Türk siyasi literatüründeki, her birleşme de, kan değişikliği olduğu hep söylenir. DP ve ANAP birleşiminde de aynı şeyler söylenecektir Oysa Türk siyasetinde, bu iki partinin birleşmesi ile kan değişimi olduğu düşüncesi gerçekten bir yanılsamadır. Kan filan değişmemiş; Çünkü DP' nin, vitrinine baktığımızda, geçmişte yıllarca aynı misyonda görev alan kişi/kişilerin olduğunu görüyoruz. Bu vitrin, DP' ye puan kazandırmaz. Bilakis puan kaybettirir. Çünkü halk geçmişte, bu insanların icraatını benimsemiş olsalardı, ANAP ve DYP kalıcı olur. DP' de iktidar olurdu.
DP ile ANAP birleşmeden, güçlenerek mi çıktıklar, ilk genel seçimlerde görülecektir. Ancak başarılı olmaları için, yeni bir yapılanma ve yeni yüzlere, özellikle de parti iç demokrasiye mutlaka ihtiyaç var. Çünkü çok partili dönemde, en önemli sorunlarından biri kuşkusuz parti içi demokrasinin olmamasıdır. Maalesef siyasal partilere bakıldığında hiyerarşik bir şekilde parti liderinin ve yakın çevresinin, tartışılmaz egemenliğini görürüz. Oysa demokratik rejimlerde, demokrasinin en önemli kurumlarından bir olan siyasal partilerin, örgüt yapılarının demokratik özellikler taşıması gerekmektedir.

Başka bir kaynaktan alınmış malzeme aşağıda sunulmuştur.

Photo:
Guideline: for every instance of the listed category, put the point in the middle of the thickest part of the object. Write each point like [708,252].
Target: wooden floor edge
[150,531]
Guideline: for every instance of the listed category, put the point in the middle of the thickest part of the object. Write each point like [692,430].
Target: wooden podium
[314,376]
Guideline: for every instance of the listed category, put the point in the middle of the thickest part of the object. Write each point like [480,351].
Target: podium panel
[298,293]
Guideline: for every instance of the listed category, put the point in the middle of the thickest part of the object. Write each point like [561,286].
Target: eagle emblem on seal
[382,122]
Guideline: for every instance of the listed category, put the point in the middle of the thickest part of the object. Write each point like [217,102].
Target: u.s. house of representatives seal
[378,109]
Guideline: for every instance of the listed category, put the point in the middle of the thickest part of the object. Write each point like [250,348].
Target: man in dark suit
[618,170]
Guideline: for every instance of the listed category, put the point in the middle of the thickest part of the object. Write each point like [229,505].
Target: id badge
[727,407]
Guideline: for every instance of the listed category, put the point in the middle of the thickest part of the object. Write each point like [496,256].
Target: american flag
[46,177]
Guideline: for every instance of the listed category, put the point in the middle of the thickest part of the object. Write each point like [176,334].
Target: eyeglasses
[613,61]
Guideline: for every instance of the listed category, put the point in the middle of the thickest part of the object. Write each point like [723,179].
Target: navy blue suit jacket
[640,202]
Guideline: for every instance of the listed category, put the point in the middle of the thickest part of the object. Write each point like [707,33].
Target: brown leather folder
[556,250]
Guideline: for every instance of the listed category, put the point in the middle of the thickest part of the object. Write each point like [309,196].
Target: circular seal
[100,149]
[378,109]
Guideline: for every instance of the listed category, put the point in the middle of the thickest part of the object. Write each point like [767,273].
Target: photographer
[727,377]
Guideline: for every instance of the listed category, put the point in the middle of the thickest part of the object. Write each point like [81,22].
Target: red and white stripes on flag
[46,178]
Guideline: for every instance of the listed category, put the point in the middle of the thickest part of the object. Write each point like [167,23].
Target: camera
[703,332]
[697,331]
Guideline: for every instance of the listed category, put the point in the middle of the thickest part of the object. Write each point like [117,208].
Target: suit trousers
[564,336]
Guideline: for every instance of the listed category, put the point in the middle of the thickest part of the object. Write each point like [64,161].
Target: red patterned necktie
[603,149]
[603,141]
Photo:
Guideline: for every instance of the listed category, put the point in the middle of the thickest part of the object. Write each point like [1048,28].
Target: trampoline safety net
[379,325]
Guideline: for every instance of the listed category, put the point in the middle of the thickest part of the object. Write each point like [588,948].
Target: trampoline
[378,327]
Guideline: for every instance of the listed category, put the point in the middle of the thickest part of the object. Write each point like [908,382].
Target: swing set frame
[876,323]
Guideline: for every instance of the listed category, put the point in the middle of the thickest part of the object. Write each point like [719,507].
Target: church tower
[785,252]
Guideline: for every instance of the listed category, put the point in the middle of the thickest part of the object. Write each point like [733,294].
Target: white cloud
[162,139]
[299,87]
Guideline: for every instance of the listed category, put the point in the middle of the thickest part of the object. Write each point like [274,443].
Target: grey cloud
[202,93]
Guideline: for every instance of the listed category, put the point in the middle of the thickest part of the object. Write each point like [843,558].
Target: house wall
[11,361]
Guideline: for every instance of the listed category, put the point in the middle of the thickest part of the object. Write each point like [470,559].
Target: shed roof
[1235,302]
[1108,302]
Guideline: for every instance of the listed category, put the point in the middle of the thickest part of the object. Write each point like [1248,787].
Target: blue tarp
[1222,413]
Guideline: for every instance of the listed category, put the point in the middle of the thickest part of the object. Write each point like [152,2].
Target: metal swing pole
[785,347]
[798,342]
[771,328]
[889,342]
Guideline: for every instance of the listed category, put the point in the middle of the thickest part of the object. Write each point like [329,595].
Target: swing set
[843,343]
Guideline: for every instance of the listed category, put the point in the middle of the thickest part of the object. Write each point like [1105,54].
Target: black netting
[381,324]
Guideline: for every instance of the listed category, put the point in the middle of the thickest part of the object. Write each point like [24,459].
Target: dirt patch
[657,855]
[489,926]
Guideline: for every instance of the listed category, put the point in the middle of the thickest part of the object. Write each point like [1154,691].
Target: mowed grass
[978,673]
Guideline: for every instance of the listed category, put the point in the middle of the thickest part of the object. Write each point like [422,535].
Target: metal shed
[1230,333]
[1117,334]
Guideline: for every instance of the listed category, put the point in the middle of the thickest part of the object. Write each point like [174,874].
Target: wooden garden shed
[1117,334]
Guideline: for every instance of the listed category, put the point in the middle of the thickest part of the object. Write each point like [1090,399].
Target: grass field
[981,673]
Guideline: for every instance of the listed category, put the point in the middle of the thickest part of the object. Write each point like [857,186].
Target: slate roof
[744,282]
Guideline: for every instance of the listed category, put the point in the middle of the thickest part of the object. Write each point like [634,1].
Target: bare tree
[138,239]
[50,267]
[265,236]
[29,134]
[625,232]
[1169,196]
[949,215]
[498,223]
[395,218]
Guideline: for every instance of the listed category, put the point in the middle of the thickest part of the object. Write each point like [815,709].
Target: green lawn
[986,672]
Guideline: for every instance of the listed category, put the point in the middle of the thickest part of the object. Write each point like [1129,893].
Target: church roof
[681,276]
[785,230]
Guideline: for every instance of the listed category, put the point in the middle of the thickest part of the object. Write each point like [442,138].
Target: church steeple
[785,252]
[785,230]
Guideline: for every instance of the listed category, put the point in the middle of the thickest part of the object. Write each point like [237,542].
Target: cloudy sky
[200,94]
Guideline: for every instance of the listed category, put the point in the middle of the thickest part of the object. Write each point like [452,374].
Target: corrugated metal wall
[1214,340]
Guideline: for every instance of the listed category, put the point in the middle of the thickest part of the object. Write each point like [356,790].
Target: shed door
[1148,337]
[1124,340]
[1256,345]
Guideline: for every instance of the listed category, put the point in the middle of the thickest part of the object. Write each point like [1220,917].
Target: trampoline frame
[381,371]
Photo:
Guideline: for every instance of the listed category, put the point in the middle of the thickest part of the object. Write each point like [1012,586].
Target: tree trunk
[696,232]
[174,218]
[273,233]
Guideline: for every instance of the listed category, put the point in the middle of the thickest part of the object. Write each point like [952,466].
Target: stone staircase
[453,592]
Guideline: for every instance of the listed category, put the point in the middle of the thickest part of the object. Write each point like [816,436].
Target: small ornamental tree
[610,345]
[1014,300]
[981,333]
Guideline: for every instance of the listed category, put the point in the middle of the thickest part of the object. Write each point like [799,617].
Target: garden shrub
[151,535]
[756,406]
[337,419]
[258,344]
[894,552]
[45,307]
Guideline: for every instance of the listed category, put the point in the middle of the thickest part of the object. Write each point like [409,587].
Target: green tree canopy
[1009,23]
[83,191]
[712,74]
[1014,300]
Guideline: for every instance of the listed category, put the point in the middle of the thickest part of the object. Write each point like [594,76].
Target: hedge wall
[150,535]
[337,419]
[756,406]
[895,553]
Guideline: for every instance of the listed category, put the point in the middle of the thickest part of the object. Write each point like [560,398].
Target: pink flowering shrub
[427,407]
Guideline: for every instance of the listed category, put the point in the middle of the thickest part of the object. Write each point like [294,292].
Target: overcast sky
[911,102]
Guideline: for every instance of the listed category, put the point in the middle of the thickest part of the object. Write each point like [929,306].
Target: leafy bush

Türkiye' de, ekip ve proje bazında çalışan sürekli kendini yenileyen ve parti içi demokrasiyi de kalıcı kılan partiler, siyasi literatürde, hep var olacaklar; aksi uygulamaları benimseyen partiler ise tıpkı diğer partilerde olduğu gibi, yok olup gidecekler veya sürekli muhalefette kalacaklardır.
Sayın CİNDORUK ve EKİBİ, eski ANAP ve DYP'nin miras ve küllerinden, yeni bir DP yaratarak, siyasi literatürde kalıcı olacaklar veya DTP' yi iktidara taşıyacaklar mı zaman gösterecektir.